The roar of the current swallowed their war cries.
The river was no calm escape — it was a thrashing, white-fanged serpent, its surface broken by jagged rocks and half-sunken logs that turned the crossing into a gauntlet. On both banks, enemies closed in like the jaws of a trap.
Kaelvryn roared — a sound half-beast, half-steel — before his form shattered into frost and ember, fusing down into the haft and blades of Gideon's twin axe. The glow pulsed faintly along the runes, but the armor and twin katanas were gone. Gideon's shoulders squared — heavier now, slower, but carrying a weapon that could split a boulder in two.
Ezra staggered forward, face pale, hands trembling as the last sparks of her magic flickered and died. The air around her felt emptier — the sudden absence of mana like a candle blown out in a storm.
"Ezra's dry," Caleb called, loosing an arrow past Eliakim's ear. It struck true — but his hand came up empty for the next shot. He looked at the quiver as though staring into a grave. "I'm out."

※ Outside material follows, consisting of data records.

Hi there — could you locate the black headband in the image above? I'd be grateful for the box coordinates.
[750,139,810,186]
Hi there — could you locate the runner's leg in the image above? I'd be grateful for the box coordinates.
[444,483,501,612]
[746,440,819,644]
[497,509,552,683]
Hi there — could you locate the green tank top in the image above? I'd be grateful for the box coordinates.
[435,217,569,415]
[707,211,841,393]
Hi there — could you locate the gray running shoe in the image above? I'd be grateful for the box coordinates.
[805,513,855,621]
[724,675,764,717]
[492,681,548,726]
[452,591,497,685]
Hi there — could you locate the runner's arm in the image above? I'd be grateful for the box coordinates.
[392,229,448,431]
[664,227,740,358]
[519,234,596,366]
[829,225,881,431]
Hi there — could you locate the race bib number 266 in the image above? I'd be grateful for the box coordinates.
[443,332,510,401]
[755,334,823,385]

And then Skyling screamed.
The sound punched through the noise of the river, raw and sharp. Eliakim's head snapped up in time to see her wings fold wrong, a dark stain spreading along her flank where the knife had struck earlier. She twisted midair, trying to stay aloft — and then she fell, hard, vanishing into the tangle of brush just short of the bank.
"Skyling!"
The Codex of Imreth still pulsed in his mind, the last impressions from her eyes shimmering across his thoughts — glowing lines marking enemy positions, the shape of the riverbed, the hidden snipers in the tree line. But the feed was fading, the world narrowing to static and fragments.
On the far bank, black-armored titans were wading into the current, their steps like stones dropped into the water. Dark Elves loosed volleys from the right bank, and the fourth force surged down behind them, blades drawn, howling over the sound of the river.

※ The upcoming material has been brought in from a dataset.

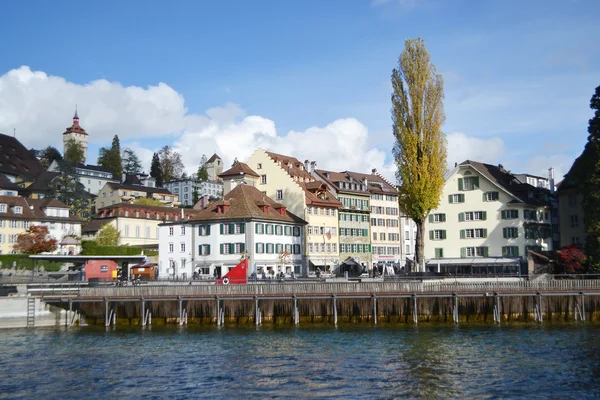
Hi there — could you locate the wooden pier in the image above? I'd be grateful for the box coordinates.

Eliakim's brain burned.He saw the Codex's map like a puzzle collapsing under pressure — enemy formations tightening, water depth shifting, the gap in the far bank too narrow for all of them to hit at once.
"Gideon — crack the middle, just enough to scatter them. Ezra, stay low and hold whatever spark you've got left for the push. Caleb — grab any arrows you can find from the fallen."
"And you?" Gideon grunted.
"I'll think," Eliakim said, eyes darting over the fading Codex map. "I'll think until my head catches fire."
The current clawed at their legs as they stepped into the river. The cold bit through boots and armor alike.
Then the first wave hit them — Dark Elves with hooked blades, trying to drag them under. Gideon's axe split the water in an arc of ice and flame, each swing buying them inches. Caleb's scavenged arrows bought them seconds. Ezra's trembling hands crackled once, twice — little bursts of chaos that fried anything too close, friend or foe alike.
And still the enemy pressed.
The far bank felt miles away. Skyling's absence pressed on Eliakim's chest like a weight. The Codex's last images burned in his mind — a single unguarded rock formation midstream, the only anchor in the chaos.
If they didn't reach it in the next thirty seconds, the river would swallow them whole.